A Supreme Court bench headed by Chief Justice P Sathasivam gave its consent to consider the plea for an open court hearing on curative petitions, which is the last judicial option available for redressal of grievances in court. Judges in-chamber usually considers these petitions wherein parties are not given an opportunity to argue the case. Gay rights activists have filed the curative petitions against the Supreme Court’s verdict criminalizing homosexuality. The contention of the petitioners, which included NGO Naz Foundation which has been heading the legal battle on behalf of Lesbian, Gay, Bisexual, and Transgender (LGBT) community, was that there was an error in the judgment delivered on December 11 last year as it was based on old law.
On December 11, 2013 Live law, reported that a Supreme Court bench comprising Justice G S Singhvi and S J Mukhopadhaya in Suresh Kumar Koushal and Anr v. Naz Foundation & Ors, , had set aside Delhi High Court judgment which had decriminalized gay sex among consenting adults in private. The apex court while pronouncing the verdict said that it was for the legislature to look into desirability of deleting section 377 of IPC. It however allowed appeals filed by various social and religious organizations for making gay sex a criminal offence. On July 2, in 2009, gay sex was decriminalized by the Delhi High Court, which is an offence under Section 377 of the Indian Penal Code and had ruled that sex between two consenting adults in private would not be an offence.
Senior advocate Ashok Desai told the bench that the judgment was reserved on March 27, 2012 but it was after almost 21 month that the verdict was delivered and during this period various changes took place including amendment in laws which the bench which delivered the judgment did not take into consideration. Other senior advocates Harish Salve, Mukul Rohatgi, Anand Grover and other lawyers who also requested for an open court hearing, supported Mr. Desai. According to them instead of two-judge bench, which heard and delivered the verdict on the debatable issue, should have been heard by the Constitution bench.

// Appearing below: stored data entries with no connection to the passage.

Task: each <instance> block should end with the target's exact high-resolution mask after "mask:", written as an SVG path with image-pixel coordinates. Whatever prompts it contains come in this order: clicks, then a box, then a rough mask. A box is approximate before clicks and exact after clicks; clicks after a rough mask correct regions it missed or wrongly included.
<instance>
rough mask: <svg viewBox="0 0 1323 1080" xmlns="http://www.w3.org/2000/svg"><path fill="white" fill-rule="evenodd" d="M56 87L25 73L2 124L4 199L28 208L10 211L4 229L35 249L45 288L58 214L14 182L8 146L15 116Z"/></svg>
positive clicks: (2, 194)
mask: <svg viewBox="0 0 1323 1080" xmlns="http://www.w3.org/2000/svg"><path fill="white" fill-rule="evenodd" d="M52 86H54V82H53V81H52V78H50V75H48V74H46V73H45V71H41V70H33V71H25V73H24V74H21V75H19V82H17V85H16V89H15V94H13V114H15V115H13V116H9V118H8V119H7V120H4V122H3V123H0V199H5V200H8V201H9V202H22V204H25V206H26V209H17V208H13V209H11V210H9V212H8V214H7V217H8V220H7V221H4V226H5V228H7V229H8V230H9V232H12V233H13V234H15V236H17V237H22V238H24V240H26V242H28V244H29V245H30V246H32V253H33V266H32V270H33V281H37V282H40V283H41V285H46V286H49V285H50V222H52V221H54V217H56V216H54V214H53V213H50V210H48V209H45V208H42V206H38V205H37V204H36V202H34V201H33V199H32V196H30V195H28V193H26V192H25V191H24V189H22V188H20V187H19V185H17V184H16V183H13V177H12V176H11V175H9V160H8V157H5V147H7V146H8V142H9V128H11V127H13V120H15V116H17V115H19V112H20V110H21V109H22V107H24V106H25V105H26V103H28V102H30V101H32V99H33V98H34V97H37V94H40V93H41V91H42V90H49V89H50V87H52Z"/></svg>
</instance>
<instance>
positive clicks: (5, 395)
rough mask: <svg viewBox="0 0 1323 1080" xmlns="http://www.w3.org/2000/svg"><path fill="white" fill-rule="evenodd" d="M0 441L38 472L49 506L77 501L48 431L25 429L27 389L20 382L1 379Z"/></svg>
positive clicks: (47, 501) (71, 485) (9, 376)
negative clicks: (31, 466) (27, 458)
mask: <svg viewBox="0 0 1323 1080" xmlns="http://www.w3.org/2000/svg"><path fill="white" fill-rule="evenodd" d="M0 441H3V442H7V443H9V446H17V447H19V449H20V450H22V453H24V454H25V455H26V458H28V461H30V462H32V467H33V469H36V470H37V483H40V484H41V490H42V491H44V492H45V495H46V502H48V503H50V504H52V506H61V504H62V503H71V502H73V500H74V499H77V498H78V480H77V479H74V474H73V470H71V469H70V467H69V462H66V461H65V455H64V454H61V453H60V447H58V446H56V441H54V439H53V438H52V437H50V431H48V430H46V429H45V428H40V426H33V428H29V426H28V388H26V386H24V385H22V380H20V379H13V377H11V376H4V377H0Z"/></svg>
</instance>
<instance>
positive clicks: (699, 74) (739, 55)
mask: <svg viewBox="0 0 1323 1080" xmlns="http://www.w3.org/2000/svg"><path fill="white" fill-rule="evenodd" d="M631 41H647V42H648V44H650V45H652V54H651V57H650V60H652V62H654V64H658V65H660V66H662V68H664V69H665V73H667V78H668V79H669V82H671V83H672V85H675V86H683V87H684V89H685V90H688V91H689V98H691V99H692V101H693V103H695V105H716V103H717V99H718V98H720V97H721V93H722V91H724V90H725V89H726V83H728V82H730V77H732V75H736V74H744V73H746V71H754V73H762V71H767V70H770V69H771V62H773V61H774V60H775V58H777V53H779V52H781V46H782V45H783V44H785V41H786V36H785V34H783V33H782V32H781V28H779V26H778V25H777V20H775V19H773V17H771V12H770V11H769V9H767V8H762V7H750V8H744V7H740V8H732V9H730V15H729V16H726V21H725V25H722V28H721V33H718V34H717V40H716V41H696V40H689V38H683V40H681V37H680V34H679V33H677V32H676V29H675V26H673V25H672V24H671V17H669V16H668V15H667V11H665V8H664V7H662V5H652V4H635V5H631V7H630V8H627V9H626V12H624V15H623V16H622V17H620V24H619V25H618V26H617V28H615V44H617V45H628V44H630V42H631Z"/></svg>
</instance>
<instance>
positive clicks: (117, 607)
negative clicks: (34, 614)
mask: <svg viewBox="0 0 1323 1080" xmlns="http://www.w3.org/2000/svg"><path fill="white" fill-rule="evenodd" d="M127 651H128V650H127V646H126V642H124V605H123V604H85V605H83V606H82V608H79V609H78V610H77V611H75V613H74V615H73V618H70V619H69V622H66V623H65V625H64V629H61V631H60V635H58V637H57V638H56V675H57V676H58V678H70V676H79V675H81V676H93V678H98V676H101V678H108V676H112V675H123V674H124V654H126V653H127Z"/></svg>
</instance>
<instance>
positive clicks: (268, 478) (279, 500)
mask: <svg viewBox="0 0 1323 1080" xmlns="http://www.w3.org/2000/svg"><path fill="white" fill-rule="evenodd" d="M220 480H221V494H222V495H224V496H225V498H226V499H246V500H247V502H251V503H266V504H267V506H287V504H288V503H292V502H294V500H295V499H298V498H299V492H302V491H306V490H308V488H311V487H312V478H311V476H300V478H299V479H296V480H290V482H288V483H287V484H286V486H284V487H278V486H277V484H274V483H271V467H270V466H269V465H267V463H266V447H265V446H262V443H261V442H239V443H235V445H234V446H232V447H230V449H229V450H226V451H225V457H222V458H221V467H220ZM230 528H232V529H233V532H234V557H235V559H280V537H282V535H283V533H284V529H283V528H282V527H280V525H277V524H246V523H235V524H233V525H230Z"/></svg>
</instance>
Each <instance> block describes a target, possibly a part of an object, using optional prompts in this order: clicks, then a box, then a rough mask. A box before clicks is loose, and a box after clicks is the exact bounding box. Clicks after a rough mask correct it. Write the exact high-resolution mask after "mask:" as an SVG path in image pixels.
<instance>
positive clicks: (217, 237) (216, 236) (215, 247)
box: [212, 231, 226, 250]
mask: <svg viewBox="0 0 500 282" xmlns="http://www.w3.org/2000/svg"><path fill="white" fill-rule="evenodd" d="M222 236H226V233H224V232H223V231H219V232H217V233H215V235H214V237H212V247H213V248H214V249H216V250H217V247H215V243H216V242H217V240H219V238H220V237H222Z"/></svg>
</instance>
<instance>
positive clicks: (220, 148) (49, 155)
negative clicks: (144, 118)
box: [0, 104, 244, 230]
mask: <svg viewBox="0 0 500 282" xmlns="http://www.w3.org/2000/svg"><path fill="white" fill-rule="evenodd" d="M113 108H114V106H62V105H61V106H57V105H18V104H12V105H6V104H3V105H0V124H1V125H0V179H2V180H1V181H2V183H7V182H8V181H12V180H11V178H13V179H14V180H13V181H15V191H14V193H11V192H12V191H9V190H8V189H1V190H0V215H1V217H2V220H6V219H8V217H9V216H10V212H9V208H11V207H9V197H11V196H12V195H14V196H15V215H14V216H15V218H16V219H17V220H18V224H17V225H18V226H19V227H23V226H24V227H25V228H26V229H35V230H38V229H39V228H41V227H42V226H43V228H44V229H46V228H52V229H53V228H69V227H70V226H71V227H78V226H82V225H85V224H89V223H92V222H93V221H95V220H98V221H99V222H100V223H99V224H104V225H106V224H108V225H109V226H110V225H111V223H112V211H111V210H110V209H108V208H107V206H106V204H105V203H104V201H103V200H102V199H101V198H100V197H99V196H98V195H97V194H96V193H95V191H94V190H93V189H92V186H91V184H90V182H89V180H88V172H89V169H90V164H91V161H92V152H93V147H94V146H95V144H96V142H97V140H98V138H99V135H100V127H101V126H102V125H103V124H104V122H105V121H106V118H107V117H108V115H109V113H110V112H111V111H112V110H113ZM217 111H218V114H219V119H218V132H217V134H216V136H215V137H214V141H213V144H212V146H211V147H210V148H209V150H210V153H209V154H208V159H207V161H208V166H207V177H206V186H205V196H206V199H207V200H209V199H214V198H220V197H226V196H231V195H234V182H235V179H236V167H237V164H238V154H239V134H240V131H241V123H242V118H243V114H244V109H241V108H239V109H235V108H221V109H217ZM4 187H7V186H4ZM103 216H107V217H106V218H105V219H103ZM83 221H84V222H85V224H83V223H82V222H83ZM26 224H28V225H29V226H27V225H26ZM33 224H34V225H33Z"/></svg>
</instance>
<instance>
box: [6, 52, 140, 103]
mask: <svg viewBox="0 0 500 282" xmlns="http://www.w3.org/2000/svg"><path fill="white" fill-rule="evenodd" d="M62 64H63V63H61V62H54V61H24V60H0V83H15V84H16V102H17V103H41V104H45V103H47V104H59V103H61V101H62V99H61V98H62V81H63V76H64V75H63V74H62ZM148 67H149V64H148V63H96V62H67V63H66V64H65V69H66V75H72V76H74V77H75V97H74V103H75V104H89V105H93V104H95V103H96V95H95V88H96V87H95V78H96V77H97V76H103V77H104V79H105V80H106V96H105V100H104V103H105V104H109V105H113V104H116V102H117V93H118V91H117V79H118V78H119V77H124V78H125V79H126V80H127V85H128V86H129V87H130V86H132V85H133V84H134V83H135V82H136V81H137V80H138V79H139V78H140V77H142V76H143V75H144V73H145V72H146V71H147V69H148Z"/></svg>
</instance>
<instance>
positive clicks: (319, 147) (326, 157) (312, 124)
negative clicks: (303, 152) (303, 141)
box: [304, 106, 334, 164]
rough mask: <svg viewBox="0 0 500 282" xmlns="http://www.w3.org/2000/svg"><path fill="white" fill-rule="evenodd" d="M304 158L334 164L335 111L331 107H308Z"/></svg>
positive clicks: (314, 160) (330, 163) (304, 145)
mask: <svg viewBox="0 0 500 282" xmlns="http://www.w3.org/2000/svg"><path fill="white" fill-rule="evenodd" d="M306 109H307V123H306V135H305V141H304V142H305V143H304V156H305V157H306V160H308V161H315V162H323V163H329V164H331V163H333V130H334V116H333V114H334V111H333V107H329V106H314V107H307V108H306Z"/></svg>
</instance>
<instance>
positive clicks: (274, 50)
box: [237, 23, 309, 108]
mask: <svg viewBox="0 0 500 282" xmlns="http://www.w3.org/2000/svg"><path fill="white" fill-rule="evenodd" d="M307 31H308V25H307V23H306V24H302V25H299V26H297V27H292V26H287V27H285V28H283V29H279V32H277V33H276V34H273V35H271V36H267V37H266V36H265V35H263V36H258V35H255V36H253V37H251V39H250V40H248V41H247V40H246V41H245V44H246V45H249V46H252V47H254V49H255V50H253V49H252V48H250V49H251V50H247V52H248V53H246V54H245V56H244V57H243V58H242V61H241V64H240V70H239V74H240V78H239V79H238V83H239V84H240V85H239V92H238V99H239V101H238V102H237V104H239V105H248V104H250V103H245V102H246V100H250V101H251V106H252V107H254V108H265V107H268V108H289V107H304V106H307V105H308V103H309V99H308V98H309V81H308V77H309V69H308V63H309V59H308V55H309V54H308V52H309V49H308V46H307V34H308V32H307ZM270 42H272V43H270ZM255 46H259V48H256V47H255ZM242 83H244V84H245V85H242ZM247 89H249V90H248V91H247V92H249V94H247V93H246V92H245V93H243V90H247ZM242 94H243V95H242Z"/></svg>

Live law reported that earlier the apex court had dismissed a batch of review petitions filed by the Centre and gay rights activists against its December 2013 verdict declaring gay sex an offence punishable up to life imprisonment. Justice HL Dattu and Justice SJ Mukhopadhaya who heard the plea for the review petitions in chambers refused to accept the Centre’s plea for reviewing the earlier decision by Justice Singhvi and Justice Mukhopadhaya.